For those of us who have never served in uniform, it's easy to see World War II as a grand, sweeping drama, featuring actors large and small driven by a sense of overriding mission, all sins and failings vindicated by victory. Yet for the veterans I meet, the war is often about something else entirely. Any talk of it brings them back to a single, pervasive memory sequence: a moment of impossible decision or helplessness when, through their action or inaction, they believe, a comrade paid the eternal price. They can't talk about the war without reliving their powerlessness to influence its predations, without revealing how it changed them.
Otto Schwarz served on the USS Houston in the early days of World War II. The heavy cruiser was sunk off Java on February 28, 1942, and Schwarz spent more than three years in Japanese prisoner-of-war camps. When he returned to New Jersey in 1945 he was a different man than the one who had enlisted in January 1941 to escape an abusive home life. . . . "It was the loneliest moment of my life.
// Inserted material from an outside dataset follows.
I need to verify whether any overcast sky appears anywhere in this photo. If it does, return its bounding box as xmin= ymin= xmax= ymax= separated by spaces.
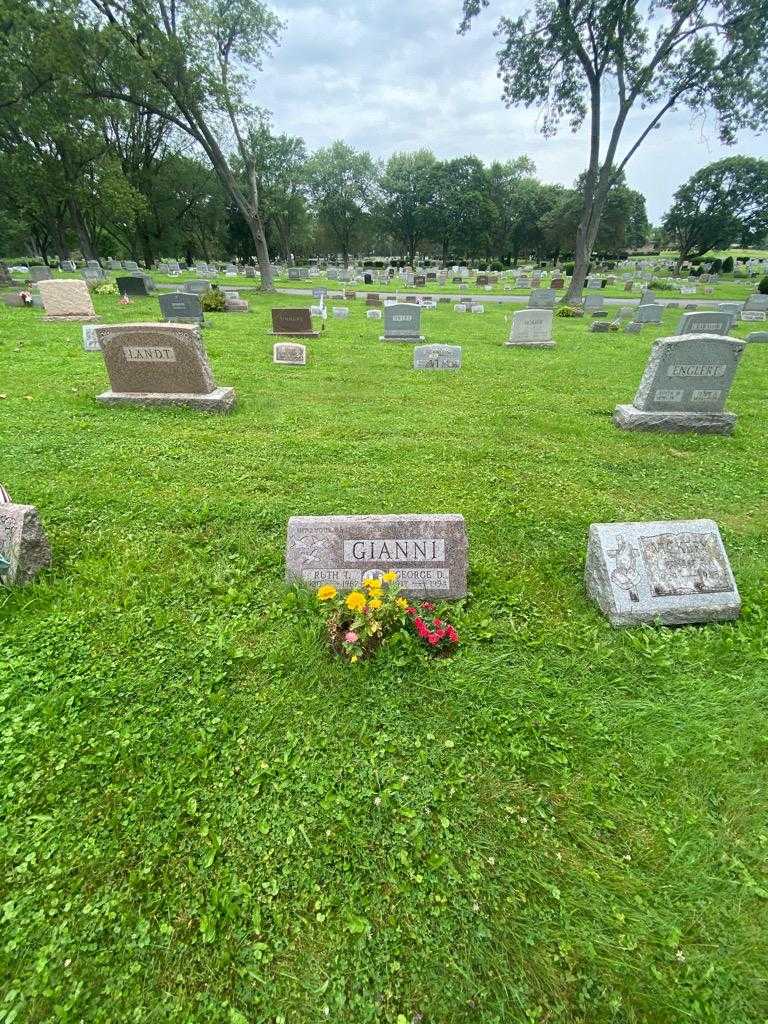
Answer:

I absolutely didn't know what to do. Even though I was going home to my family, I had just left my family that had kept each other alive for so long." . . .
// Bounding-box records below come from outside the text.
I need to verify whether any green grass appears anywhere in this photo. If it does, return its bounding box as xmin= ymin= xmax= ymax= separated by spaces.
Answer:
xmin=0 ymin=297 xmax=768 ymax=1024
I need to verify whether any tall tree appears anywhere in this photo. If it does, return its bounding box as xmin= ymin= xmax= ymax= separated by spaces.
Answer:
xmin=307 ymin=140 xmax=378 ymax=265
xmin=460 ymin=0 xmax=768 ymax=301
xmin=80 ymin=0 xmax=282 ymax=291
Historians have long been vexed by the problem of eyewitness testimony, so enticing but also so fraught. Any recollection of a traumatic event will have emotional and psychological complexities that can destroy its value as a measure of historical fact. Yet evaluating an eyewitness source boils down to simple common sense. What did the observer say and what was his basis for saying it? Did he directly witness the events he describes? Was he equipped to understand what he saw? Did his memory accurately preserve his perceptions when it was finally tapped, years down the road? Can his memories be corroborated by others who were there?
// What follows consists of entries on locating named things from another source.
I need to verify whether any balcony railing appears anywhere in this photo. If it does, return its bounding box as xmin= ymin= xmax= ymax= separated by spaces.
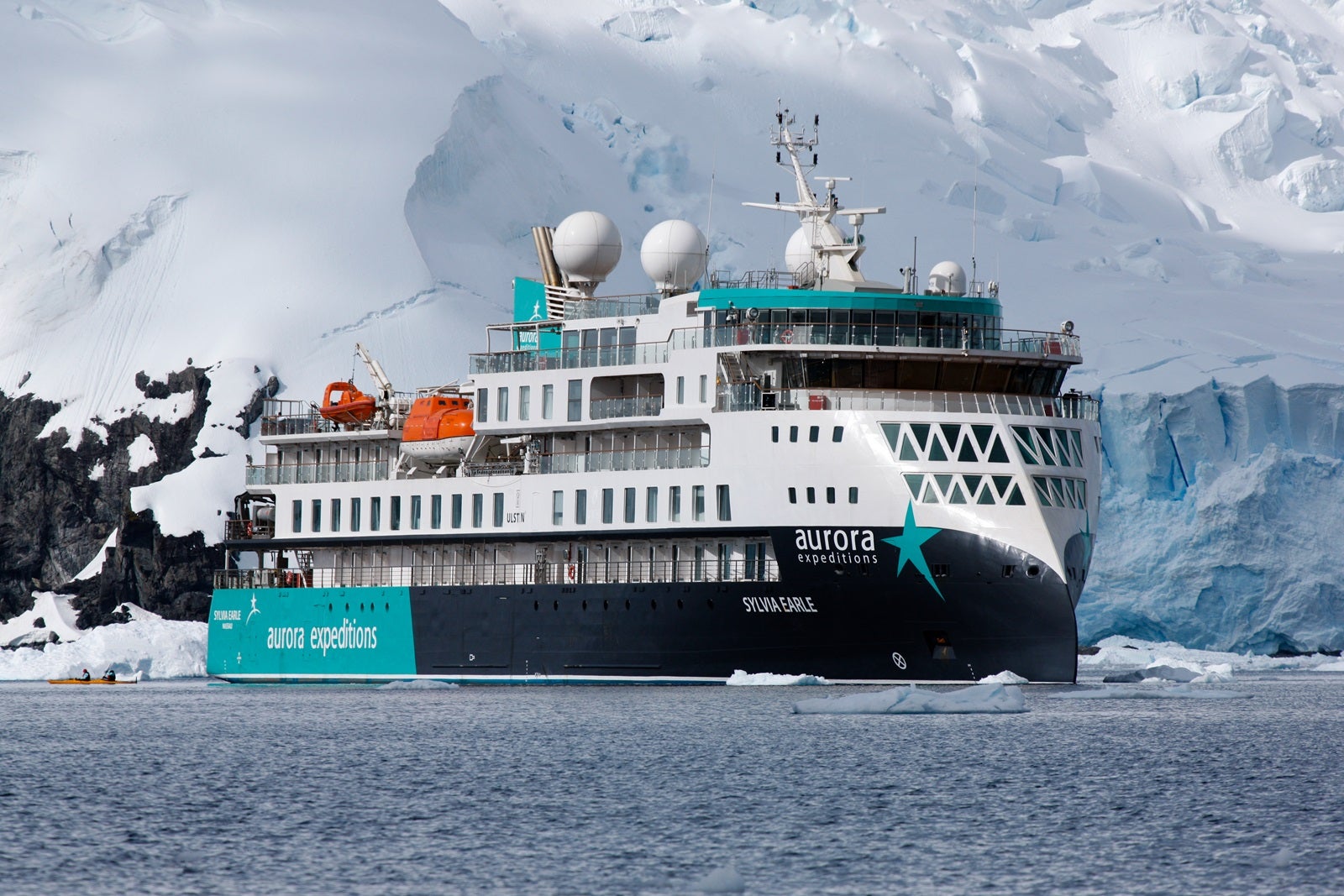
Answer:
xmin=536 ymin=448 xmax=710 ymax=473
xmin=215 ymin=556 xmax=780 ymax=590
xmin=670 ymin=324 xmax=1080 ymax=358
xmin=589 ymin=395 xmax=663 ymax=421
xmin=470 ymin=343 xmax=668 ymax=374
xmin=247 ymin=461 xmax=392 ymax=485
xmin=715 ymin=383 xmax=1100 ymax=421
Though some historians are more comfortable with the reliability of documents produced contemporaneously with events, it is just as healthy to be suspicious of the agendas that can underlie them. Is an after-action report written by an ambitious officer looking to justify a mistake inherently more reliable than the recollection of an event, a trauma or a grudge many years later by a man for whom that one thing is among the most consequential of his life?I've been confronted many times before with the question of the balance between documented & verbal history. (Allow me the conceit that I am a trained historian.) Sir John Keegan falls on the side of documentation when he has written how naval ship logs are a treasure of information for the historian since even in the midst of battle there are logkeepers writing moment-by-moment details. I brought this up during a conversation with the head curator of the USS Texas (BB-35), which saw action at Vera Cruz & in World Wars I & II, & is now a state park adjacent to the battlefield at San Jacinto. The curator (a retired Commander, USN) said that he did not share Keegan's enthusiasm & pointed out, amongst other examples, how an inbound kamikaze attack at Okinawa was shot down, all the while escaping the attention of the numerous logkeepers, apparently distracted by the necessity of fighting a major naval engagement.
Though always cautioned to consider how one "remembers with advantages" (to use the phrase of Henry V), it is difficult to dismiss the value that men such as these, eyewitnesses & participants to stunning events that have quieted their accounts for decades, can give to us beyond mere words.
Hornfischer's article is well-written & well worth the time.